Selain itu, peraturan pemerintah yang membatasi iklan rokok dan semakain banyak kampaye gerakan anti merokok berpotensi menekan penjualan rokok.

Sementara itu, produksi tembakau tahun ini diprakirakan akan melambat. Ini akan berdampak pada kenaikan biaya produksi yang dapat menekan laba bersih emiten rokok.

Jawa dan Sumatera masih menjadi penghasil tembakau yang memasok hampir seluruh industri rokok di Indonesia, sementara beberapa tahun terakhir cuaca di Jawa curah hujannya semakin tinggi membuat kualitas dan kuantitas tembakau yang dihasikan petani semakin menurun sehingga biaya produksi tembakau meningkat.

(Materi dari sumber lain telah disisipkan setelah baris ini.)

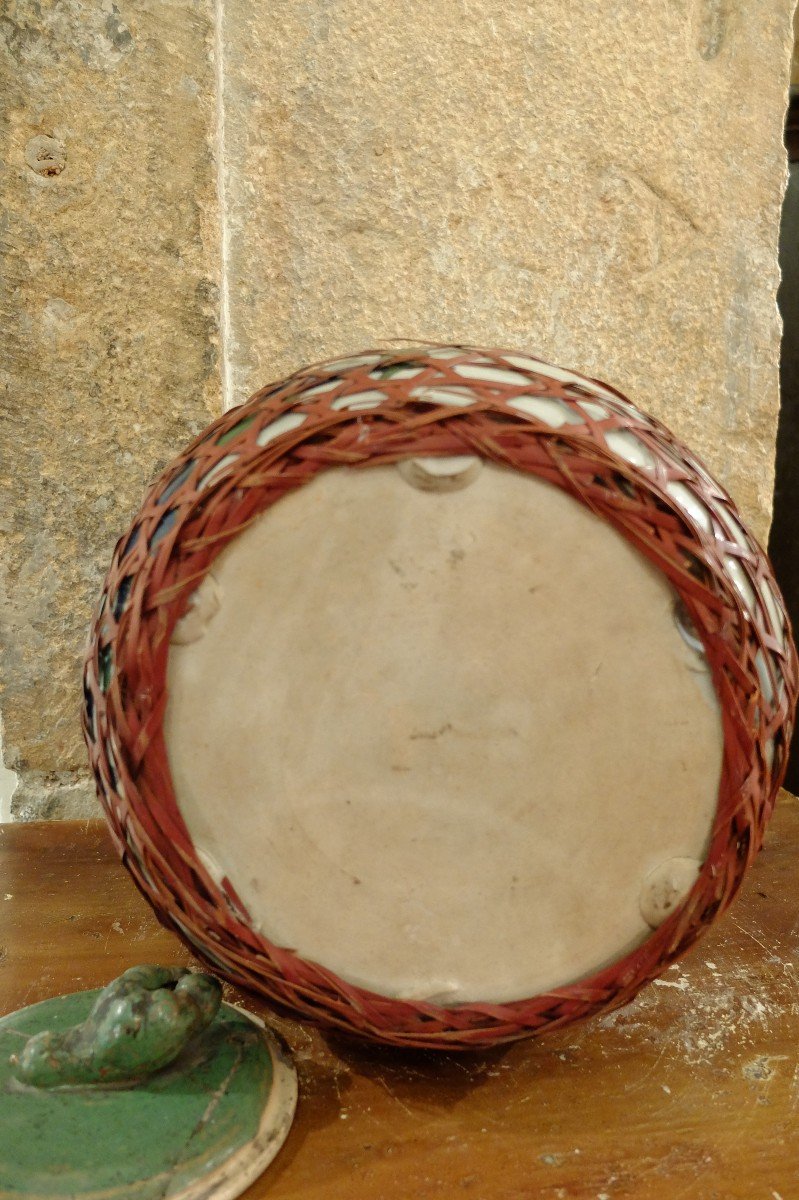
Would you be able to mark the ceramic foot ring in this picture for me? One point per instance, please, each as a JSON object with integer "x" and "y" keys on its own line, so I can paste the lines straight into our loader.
{"x": 439, "y": 695}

Selain itu, faktor erupsi Gunung Sinabung, sebagai mana diketahui Sumatera Utara adalah salah satu penghasil tembakau, dan erupsi Gunung Kelud, dimana abunya merusak tanaman dalam jangka pendek akan menekan supplay tembakau yang baru berdampak dalam tiga tahun ke depan karena penyimpanan tembakau untuk produksi perlu didiamkan setidaknya dalam tiga tahun.

Tercatat harga tembakau rata-rata  kualitas sedang di pasar pada kisaran Rp 150.000 pada akhir 2013 lalu.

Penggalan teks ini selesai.